Water meters should be compulsory, say MPs: do they save you money?
The Environment, Food and Rural Affairs Committee said there was strong evidence that water metering helps to reduce water use and detect when leaks are occurring.
Currently, only water companies in designated water-stressed regions can make metering compulsory.
Neil Parish MP said: “We need to move beyond a regional approach to water metering, because there is a national need to conserve water.
“We call on Defra [Department for Environment, Food & Rural Affairs] to allow all water companies the power to implement compulsory metering. That way, companies have the same tools at their disposal to reduce consumption of water in their regions.”
But the MPs acknowledged water meters may mean higher bills for some people.
“Where this might lead to significant bill increases, metering should be accompanied by strengthened support for vulnerable customers,” Parish said.
Who saves money with a water meter?
Unlike gas and electricity, you can’t switch water company to get a better deal. However, installing a water meter could save you money.
The general rule of thumb is if there are more bedrooms than people in your house then a water meter could save you money.
How does a water meter work?
A water meter is a device that measures how much water you use. It is similar to a gas or electricity meter. With a water meter you pay for the amount of water you use rather than being charged a flat rate each year based on the rateable value of your property.
Can anyone request a water meter?
Yes, you have a right to request a meter and your water company should install it within three months.
Will it cost anything?
It should be free of charge unless any changes to your plumbing are needed.
Can you trial a water meter?
Yes, you can give it a go and see if it saves you money. If you change your mind you have a 12-month window to switch back to your old payment method.
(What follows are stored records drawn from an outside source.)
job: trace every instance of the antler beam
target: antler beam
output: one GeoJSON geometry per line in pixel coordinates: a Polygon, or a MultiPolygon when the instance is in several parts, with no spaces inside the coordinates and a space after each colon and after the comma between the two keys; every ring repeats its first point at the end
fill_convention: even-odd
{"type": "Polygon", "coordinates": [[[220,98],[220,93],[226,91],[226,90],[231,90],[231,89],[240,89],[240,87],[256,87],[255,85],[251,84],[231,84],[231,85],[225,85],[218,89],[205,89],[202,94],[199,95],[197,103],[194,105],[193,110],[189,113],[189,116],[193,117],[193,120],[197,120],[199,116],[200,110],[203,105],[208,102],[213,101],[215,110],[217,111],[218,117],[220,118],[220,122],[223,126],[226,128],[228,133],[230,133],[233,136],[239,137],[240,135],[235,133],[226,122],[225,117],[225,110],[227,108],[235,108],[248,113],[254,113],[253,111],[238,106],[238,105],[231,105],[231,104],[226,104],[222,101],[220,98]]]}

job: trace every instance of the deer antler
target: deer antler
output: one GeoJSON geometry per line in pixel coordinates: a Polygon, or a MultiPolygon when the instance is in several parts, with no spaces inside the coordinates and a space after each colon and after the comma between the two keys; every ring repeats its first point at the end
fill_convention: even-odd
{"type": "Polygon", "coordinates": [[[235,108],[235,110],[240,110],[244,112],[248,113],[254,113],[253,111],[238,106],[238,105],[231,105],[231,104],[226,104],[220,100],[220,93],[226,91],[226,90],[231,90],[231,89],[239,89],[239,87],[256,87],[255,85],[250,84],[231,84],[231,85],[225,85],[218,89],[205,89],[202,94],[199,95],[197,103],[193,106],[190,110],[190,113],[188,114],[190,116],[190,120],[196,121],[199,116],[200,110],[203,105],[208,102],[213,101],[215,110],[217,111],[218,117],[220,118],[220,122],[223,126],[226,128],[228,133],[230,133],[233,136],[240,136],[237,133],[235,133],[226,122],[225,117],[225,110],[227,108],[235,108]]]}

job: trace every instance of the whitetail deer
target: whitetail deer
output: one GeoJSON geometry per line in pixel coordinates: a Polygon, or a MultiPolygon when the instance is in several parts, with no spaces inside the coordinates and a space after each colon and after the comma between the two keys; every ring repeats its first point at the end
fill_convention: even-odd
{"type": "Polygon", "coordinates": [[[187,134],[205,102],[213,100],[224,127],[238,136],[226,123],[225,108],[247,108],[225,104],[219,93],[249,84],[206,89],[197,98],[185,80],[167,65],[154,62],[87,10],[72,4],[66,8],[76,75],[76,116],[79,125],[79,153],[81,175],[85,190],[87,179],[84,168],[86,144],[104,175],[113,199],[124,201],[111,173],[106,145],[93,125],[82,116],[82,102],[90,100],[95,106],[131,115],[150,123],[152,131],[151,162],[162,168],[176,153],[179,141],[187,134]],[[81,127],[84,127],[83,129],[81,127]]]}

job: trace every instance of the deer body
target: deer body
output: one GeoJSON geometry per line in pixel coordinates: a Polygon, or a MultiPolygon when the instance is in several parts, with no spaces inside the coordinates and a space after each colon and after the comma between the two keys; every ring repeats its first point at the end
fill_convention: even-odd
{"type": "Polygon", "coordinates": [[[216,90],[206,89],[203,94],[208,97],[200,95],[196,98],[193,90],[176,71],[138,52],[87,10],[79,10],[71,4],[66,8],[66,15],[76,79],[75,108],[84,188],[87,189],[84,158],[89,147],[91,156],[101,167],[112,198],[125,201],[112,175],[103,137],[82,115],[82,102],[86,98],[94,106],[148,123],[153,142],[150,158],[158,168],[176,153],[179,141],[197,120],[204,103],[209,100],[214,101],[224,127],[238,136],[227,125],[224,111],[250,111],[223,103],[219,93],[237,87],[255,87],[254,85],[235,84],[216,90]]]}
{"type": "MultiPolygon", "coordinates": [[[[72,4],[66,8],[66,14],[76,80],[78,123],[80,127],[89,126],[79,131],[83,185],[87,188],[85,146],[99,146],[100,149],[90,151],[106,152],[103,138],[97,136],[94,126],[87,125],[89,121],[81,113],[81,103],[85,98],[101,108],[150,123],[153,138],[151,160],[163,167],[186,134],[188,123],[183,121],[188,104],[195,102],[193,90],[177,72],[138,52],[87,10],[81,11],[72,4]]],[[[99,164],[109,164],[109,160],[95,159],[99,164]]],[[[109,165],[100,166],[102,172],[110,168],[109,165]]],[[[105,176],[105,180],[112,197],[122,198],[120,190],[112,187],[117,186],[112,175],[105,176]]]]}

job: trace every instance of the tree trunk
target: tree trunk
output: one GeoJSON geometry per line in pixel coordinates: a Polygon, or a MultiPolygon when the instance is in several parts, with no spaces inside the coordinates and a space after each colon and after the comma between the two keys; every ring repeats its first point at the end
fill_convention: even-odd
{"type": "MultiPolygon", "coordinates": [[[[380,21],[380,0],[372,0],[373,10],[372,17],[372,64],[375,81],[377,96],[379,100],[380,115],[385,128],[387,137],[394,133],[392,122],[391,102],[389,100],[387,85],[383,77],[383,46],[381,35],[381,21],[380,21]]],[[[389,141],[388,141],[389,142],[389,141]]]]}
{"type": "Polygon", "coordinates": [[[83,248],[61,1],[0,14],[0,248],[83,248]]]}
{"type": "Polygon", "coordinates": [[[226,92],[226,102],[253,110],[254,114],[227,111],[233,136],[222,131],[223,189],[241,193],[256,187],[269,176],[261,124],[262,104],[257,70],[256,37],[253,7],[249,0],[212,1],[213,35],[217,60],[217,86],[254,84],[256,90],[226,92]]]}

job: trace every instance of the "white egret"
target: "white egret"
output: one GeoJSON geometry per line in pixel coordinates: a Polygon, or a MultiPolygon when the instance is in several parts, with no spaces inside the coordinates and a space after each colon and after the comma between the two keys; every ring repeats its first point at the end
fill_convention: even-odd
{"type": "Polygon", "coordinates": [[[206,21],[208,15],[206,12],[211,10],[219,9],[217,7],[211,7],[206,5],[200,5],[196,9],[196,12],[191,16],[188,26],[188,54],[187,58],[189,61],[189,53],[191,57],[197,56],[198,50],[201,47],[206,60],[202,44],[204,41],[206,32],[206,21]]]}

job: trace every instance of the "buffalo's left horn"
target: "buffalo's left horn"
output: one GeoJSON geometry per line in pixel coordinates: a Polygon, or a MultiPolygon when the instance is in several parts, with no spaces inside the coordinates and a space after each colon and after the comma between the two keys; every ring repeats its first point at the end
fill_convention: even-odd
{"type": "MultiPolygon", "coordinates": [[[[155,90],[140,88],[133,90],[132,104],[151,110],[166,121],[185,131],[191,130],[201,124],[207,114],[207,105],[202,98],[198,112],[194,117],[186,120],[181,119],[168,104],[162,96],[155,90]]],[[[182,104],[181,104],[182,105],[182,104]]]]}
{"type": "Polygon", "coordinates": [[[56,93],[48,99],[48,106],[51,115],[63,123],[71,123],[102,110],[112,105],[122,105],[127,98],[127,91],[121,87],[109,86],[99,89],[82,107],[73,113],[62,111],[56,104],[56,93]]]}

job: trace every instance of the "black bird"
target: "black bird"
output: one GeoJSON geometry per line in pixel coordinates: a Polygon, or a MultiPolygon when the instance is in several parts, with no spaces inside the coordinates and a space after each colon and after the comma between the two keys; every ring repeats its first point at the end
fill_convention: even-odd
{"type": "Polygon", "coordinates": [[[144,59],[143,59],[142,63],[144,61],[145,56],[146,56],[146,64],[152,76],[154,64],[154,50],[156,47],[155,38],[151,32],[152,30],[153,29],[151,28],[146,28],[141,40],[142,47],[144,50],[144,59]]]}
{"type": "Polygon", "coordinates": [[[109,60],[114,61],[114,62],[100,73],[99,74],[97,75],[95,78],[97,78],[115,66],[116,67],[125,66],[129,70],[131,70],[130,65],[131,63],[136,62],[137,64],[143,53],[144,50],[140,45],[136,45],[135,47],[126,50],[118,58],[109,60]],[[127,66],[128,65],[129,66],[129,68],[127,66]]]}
How often should your meter be read?
Most companies read meters twice a year, but you can provide readings to your company at any time.
Where will the meter go?
The water company will decide where the meter goes. Their preference is to fit the meter inside your home – these days they use remote technology to read the meter. Having the meter indoors makes it easier for you to take your own readings so you can monitor your water usage.
Meters can also go outside your home in a small metal or plastic cover in your driveway, garden or nearby footpath or in a small wall-mounted box on the side of your property.
I am a tenant. Can I still apply for a meter?
If you live in rented accommodation, you still have the right to apply for a meter.
It is recommended that you ask your landlord’s permission before applying for a meter. If you have a fixed-term tenancy agreement of less than six months, you must ask the landlord’s permission.
If your fixed-term tenancy agreement is longer than six months, your landlord cannot stop you from having a meter. However, you may need their consent to alter or improve their property.